I went back and reread what I posted about Francis Bacon in June, and I was struck by the remarkable parallels in the lives of both Bacon and Wojnarowicz, and more struck by the different conclusions they reached from those experiences.
Both men were cast-aways from their families. Bacon was thrown out of the house by his tyrannical father when he was 16. Wojnarowicz ran away from his violent alcoholic father when he was 12. Both spent their youths wandering, scrounging, and hustling. Bacon wandered across Europe. Wojnarowicz hitched across the United States. Both lived much of their lives outside the law and respectable society. Both had very limited formal educations. Both were fans of anarchist gay writers like Genet and Rimbaud. Both were anarchists themselves, regarding all claims to legitimate authority as ultimately bogus. Both saw history as nothing more than a squalid competition among predators. Both were themselves repeatedly and violently victimized.
I think the big difference between them is one of generation.
Francis Bacon was from those generations of gay men who went through the Depression, World War II, and the post war witch hunts. For his generations, survival was accomplishment enough. The Nazis and the Fascists hunted down and murdered gays and lesbians on an industrial scale, but not before using them as favorite subjects, along with twins and Jewish and Gypsy children, for sadistic “medical” experiments. The Allies hunted out and imprisoned gays and lesbians, but not before taking advantage of their talents (see the case of Alan Turing). Bacon saw gay men as but rabbits between two rival wolf packs. Bacon in his later years (like a lot of gay men of his generation including WH Auden and Quentin Crisp) rejected the whole idea of Gay Liberation. He accepted, and even welcomed, the designation of “criminal” and “degenerate” by conventional society. He believed that genuine homosexual love was impossible (never mind Bacon’s own secret grief over George Dyer’s death behind his cold public persona).
David Wojnarowicz was from the generations of gay men who went through Stonewall and the AIDS epidemic. Their attitude toward their situation and their history was a lot less passive. Why should they accept arbitrary designations of their sexuality as “criminal” and “degenerate” from a society that countenanced everything from slavery to segregation to imperialism? Maybe the problem wasn’t them, but the context in which they lived. Why should gay folk accept that context and live always on the run like frightened rabbits? These generations grabbed history by the horns and wrestled with it, and ended up making history. Wojnarowicz did not share Bacon’s nihilism or the historical passivity of those earlier artists and writers. The tone in Wojnarowicz’s work is that of an outraged moralist, something we almost never see in Bacon’s art, or in the writings of authors such as Genet or Burroughs (although it does come up sometimes in Ginsberg’s poetry, see “Moloch” in Howl). Wojnarowicz was a radical and revolutionary. His anarchism was about kicking down the existing order so a new world could be born.

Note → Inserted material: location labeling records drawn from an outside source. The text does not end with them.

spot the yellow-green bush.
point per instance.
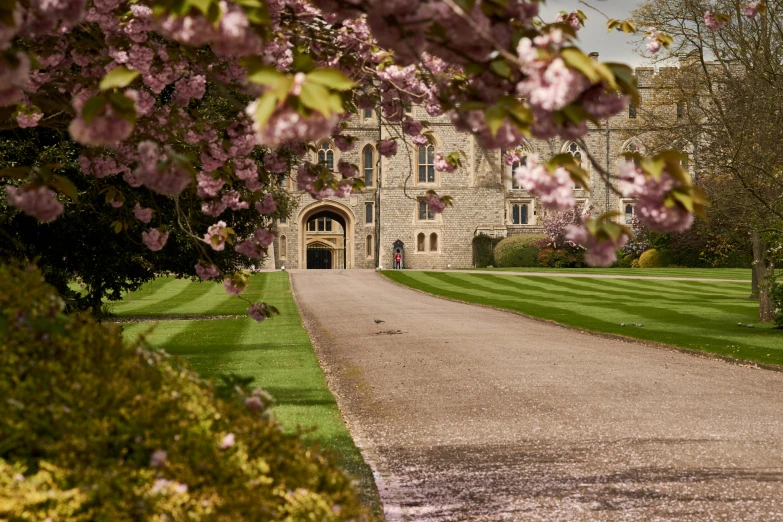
(94, 428)
(515, 242)
(655, 259)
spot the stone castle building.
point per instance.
(365, 229)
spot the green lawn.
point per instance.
(743, 274)
(690, 314)
(277, 353)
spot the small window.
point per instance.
(520, 214)
(420, 243)
(368, 165)
(427, 164)
(425, 214)
(574, 150)
(368, 212)
(326, 155)
(515, 166)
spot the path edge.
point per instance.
(615, 337)
(368, 454)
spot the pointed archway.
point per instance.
(326, 231)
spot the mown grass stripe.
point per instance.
(702, 320)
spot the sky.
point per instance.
(612, 47)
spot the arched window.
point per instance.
(427, 164)
(515, 166)
(520, 213)
(368, 166)
(574, 150)
(326, 155)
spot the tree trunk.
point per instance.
(763, 271)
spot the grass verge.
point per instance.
(277, 353)
(695, 315)
(743, 274)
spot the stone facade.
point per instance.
(482, 189)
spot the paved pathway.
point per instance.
(468, 413)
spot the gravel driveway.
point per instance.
(468, 413)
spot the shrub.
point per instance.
(524, 256)
(95, 428)
(560, 258)
(483, 246)
(655, 259)
(512, 242)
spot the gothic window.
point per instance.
(420, 243)
(515, 166)
(368, 213)
(427, 164)
(574, 150)
(326, 155)
(368, 166)
(520, 213)
(425, 214)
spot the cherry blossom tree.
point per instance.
(128, 80)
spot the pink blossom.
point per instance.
(275, 164)
(158, 459)
(267, 206)
(387, 148)
(712, 22)
(206, 271)
(441, 165)
(215, 237)
(232, 287)
(254, 403)
(555, 190)
(40, 203)
(154, 239)
(28, 119)
(751, 9)
(256, 312)
(598, 253)
(228, 441)
(142, 214)
(435, 204)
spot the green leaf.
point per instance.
(331, 78)
(92, 107)
(118, 77)
(316, 97)
(266, 106)
(66, 186)
(577, 60)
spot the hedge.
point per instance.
(96, 428)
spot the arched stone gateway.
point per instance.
(326, 231)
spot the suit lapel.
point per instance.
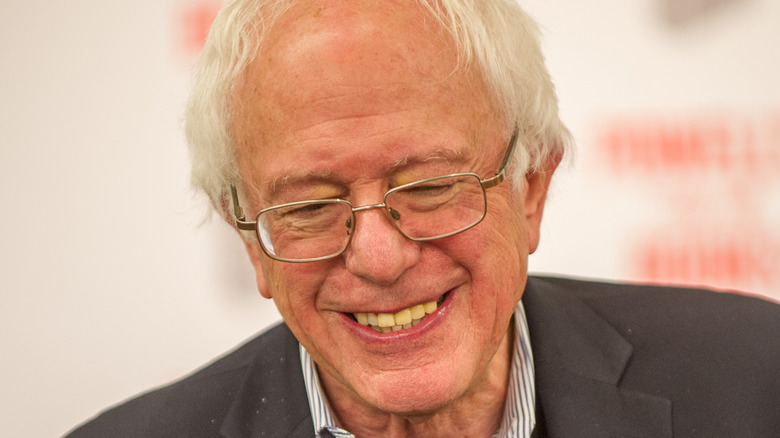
(271, 401)
(579, 360)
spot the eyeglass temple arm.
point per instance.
(241, 221)
(501, 171)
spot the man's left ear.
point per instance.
(255, 255)
(537, 183)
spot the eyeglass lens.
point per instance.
(423, 210)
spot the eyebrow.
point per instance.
(280, 183)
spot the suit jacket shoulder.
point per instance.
(255, 390)
(621, 360)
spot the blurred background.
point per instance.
(114, 280)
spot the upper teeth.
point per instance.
(406, 318)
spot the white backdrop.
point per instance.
(111, 283)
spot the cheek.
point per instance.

Bacon, in my opinion, was definitely the superior artist, though I don’t think Wojnarowicz deserves the oblivion into which his memory has recently fallen.
I am not an anarchist, though I have my anarchist moments. I believe there really is a distinction between legitimate and illegitimate authority. Laws and institutions may well be grim consequences of human fallibility, but they are necessary in order to make life bearable for all of us. Perhaps the truly revolutionary act is not to abolish them, but to take them over and transform them into something less self-serving and more serviceable.